Eine weitere Launenhaftigkeit ergibt sich aus der unsicheren Leistung kleinerer Oppositionsbewegungen. Polens Wahlsystem ist größtenteils proportional, aber eine relativ hohe Wahlhürde macht es schwierig vorherzusagen, welche Parteien und Koalitionen im Parlament vertreten sein werden. Wenn die dezimierte Linke des Landes oder eine neue zentristische Koalition die Hürde nicht schafft, werden die Stimmen unter den Parteien neu verteilt, die das schaffen.
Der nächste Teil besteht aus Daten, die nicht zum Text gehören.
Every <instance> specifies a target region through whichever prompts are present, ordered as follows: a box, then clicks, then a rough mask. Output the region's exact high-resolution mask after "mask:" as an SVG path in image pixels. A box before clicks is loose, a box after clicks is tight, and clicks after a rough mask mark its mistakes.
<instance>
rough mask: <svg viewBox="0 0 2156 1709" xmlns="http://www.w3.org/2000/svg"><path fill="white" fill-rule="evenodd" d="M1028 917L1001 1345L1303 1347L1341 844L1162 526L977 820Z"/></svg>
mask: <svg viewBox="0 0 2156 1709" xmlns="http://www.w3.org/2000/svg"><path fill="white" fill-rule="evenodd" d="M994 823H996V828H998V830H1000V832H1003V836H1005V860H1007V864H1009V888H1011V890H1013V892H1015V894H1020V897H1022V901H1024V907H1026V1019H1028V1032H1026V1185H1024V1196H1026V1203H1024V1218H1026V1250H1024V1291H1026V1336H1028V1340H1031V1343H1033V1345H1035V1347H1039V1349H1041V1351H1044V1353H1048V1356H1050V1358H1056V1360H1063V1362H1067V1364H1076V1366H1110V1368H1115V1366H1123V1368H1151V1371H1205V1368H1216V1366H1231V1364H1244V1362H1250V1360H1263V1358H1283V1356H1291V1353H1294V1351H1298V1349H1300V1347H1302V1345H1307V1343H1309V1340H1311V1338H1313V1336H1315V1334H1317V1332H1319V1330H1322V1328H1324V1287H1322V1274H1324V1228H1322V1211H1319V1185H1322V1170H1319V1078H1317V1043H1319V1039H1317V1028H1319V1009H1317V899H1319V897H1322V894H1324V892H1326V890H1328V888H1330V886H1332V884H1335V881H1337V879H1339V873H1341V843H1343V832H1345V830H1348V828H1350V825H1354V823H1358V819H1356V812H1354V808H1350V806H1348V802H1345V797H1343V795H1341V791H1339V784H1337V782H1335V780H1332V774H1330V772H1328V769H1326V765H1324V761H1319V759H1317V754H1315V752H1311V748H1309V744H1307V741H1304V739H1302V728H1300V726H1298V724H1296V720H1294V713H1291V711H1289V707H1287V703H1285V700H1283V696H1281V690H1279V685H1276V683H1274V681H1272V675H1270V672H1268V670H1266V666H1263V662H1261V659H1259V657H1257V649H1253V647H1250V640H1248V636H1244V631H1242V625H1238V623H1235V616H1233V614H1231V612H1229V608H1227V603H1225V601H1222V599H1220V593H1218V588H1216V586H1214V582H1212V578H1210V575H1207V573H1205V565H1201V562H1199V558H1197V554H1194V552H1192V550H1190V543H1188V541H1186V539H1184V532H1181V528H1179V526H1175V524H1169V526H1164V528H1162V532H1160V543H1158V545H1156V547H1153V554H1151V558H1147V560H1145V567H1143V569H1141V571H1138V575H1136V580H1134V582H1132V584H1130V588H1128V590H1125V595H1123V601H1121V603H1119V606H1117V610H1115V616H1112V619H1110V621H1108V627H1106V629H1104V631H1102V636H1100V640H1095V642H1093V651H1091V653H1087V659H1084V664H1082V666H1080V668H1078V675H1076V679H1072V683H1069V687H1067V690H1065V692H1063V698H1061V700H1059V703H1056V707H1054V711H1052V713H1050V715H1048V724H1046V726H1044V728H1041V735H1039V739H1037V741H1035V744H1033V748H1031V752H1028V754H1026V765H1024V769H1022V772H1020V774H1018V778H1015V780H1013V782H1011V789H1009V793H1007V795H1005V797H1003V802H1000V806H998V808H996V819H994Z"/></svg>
Ein solches Szenario könnte, wie in den Jahren 2015 und 2019, dazu beitragen, dass „Recht und Gerechtigkeit“ eine Mehrheit im Parlament gewinnen, ohne eine Mehrheit der Volksabstimmungen zu erhalten.

Eine letzte Ungewissheit besteht darin, ob die Regierungspartei das Ergebnis akzeptieren würde, wenn sie verliert und trotz ihrer Kontrolle über die Institutionen des Landes eine friedliche Machtübergabe ermöglichen würde. Während des Wahlkampfs hat Law and Justice alle ihm zur Verfügung stehenden Hebel genutzt, um sich unfaire Vorteile zu verschaffen. Wenn polnische Bürger wählen gehen, werden auf ihrem Stimmzettel Referendumsfragen stehen, die tendenziell so formuliert sind, dass sie andeuten, dass die Opposition Staatsvermögen an ausländische Unternehmen verkaufen, das Rentenalter erhöhen und das Land mit illegalen Einwanderern überschwemmen würde. Solche illegalen Taktiken lassen auch das Gespenst aufkommen, dass die Regierung ihren Einfluss auf die Wahlkommission des Landes nutzen könnte, um zu betrügen, wenn die Opposition bei den Wahlen irgendwie siegt.

Nach dem Zerfall der Sowjetunion und dem Verlust ihrer Macht über Vasallenstaaten in Mitteleuropa spalteten sich die Schicksale der Länder, die zuvor unter der Kontrolle Moskaus standen. Einige, wie etwa Weißrussland, wurden zu brutalen Diktaturen. Andere, darunter Polen und Ungarn, schienen auf dem Weg zur Aufrechterhaltung wirklich freier Gesellschaften zu sein.

Drei Jahrzehnte später erscheinen diese Annahmen übermäßig optimistisch. Der Traum von einem erfolgreichen Übergang vom Kommunismus zur Demokratie bleibt in Warschau und anderswo in Mitteleuropa lebendig, aber ob diese Länder dem Trend zum Autoritarismus standhalten können, ist jetzt tragischerweise sehr zweifelhaft.